Na gut, gehen wir mal EXPLOITED gucken, dachte ich mir. Als Überraschung hatten MONO FÜR ALLE drei oder vier Songs gespielt, aber ich war noch auf der anderen Seite des Zeltes mit der Wellness-Kur beschäftigt und hatte das nicht mitbekommen. Schade, schon zum zweiten Mal verpasst! Im Mob herrschte nun eine sehr angespannte Atmosphäre – viele waren offenbar gar nicht mit MONO FÜR ALLE klar gekommen, andere einfach genervt, dass sie jetzt auf EXPLOITED warten mussten, denn es musste kurz umgebaut werden. Als dann EXPLOITED auf die Bühne kamen, nutzte eine Gruppe von Leuten die Stimmung und bombardierte die Band mit Wurfgeschossen, darunter Glasflaschen und Gläser! Der Band flogen teilweise wirklich Glasssplitter um die Ohren, ein Strahler zerbarst unter den Würfen.
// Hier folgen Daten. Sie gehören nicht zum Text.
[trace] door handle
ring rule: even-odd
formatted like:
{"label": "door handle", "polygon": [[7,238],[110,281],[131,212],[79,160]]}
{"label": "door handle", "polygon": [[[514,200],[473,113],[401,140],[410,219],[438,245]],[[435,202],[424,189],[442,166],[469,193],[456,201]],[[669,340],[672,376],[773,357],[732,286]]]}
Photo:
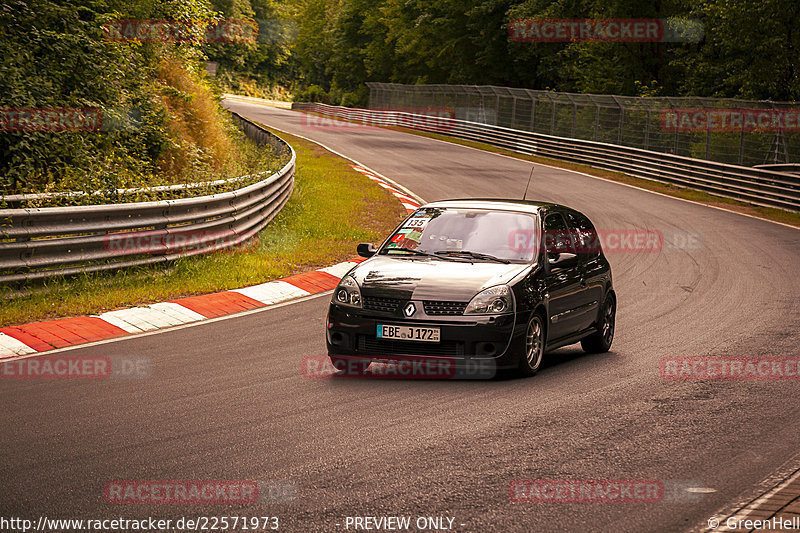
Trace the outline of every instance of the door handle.
{"label": "door handle", "polygon": [[581,278],[581,288],[586,287],[586,278]]}

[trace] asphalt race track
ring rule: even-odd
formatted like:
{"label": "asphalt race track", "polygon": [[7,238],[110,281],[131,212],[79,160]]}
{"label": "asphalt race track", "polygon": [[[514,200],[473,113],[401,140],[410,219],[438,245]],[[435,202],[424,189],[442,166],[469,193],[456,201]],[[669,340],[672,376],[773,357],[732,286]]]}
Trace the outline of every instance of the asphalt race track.
{"label": "asphalt race track", "polygon": [[[426,201],[520,197],[528,178],[528,163],[478,150],[228,105]],[[659,364],[800,355],[800,231],[543,166],[528,197],[598,228],[675,239],[659,253],[607,254],[612,352],[564,348],[525,380],[309,379],[300,363],[325,353],[328,296],[79,348],[70,353],[149,358],[152,373],[0,381],[2,514],[271,515],[282,531],[346,531],[347,516],[365,515],[450,516],[459,532],[683,531],[786,468],[800,443],[797,381],[672,381]],[[694,245],[681,246],[686,235]],[[653,479],[669,497],[512,503],[519,478]],[[233,509],[104,501],[107,482],[135,479],[283,480],[299,493]]]}

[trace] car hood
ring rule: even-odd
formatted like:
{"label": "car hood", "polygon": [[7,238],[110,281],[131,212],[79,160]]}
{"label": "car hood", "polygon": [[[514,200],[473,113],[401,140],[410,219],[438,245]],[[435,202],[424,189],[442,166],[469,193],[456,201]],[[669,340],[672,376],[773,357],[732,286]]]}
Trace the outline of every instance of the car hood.
{"label": "car hood", "polygon": [[374,256],[351,275],[364,296],[468,302],[481,290],[508,283],[528,268],[527,264]]}

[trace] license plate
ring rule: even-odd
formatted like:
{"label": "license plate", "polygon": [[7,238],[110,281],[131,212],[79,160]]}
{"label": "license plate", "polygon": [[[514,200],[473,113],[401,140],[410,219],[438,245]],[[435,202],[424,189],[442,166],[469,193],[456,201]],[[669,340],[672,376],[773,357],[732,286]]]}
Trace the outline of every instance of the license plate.
{"label": "license plate", "polygon": [[439,328],[378,324],[378,338],[401,341],[439,342]]}

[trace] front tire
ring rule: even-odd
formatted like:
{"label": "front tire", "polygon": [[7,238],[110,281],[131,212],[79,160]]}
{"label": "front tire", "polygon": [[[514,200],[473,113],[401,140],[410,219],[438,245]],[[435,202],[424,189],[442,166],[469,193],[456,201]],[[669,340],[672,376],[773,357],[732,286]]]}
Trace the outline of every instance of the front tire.
{"label": "front tire", "polygon": [[536,374],[544,358],[545,329],[544,320],[539,313],[534,314],[525,330],[522,353],[519,357],[518,373],[529,377]]}
{"label": "front tire", "polygon": [[581,340],[581,348],[587,353],[605,353],[611,349],[614,342],[614,329],[616,327],[617,300],[614,294],[609,294],[603,304],[597,333],[592,333]]}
Wattie pöbelte, zeigte den Werfern seinen nackten Arsch und köpfte einige Wurfgeschosse wütend zurück ins Publikum. „Bonzenschwein!“, riefen einige und beteiligten sich an der Kanonade, andere skandierten „Exploited Barmy Army“ um ihre Sympathie für Wattie zu zeigen. Ich erwartete eine Eskalation, aber offenbar gingen den Leuten die Wurfgeschosse aus und so verlief der Rest des Auftritts eher normal. Tja, viele fanden EXPLOITED völlig scheiße, ich muss sagen, dass es schön stumpf und brutal war (und ich bin sicher kein großer Fan von Wattie, aber dass man ihn als „Bonzen“ beschimpft und gleichzeitig begeistert Willi Wucher abfeiert, ist ja wohl ein Witz). Letztendlich spielten EXPLOITED ausgesprochen lange und hängten diverse Zugaben dran.

FLIEHENDE STÜRME ließ ich sausen, mit Casi von CHAOS CONTROL eierte ich noch etwas orientierungslos über das Gelände und als wir MC Hackmann übern Weg liefen, wollte der uns noch unbedingt einen Typen zeigen, dessen offenbar riesiges Skrotum bei interessierten Spaziergängern für andächtiges Staunen und Beifall gesorgt hatte („für ’nen Euro durfte man sogar anfassen, wenn man an der Echtheit zweifelte!“), aber der war nicht mehr aufzufinden, was für ein Pech auch…

Tscha, Fortsetzung folgt… NICHT, denn wir fuhren am nächsten Tag bereits nach Hause. Wenn’s pressiert, mögen Ergänzungen vorgenommen werden. Danke.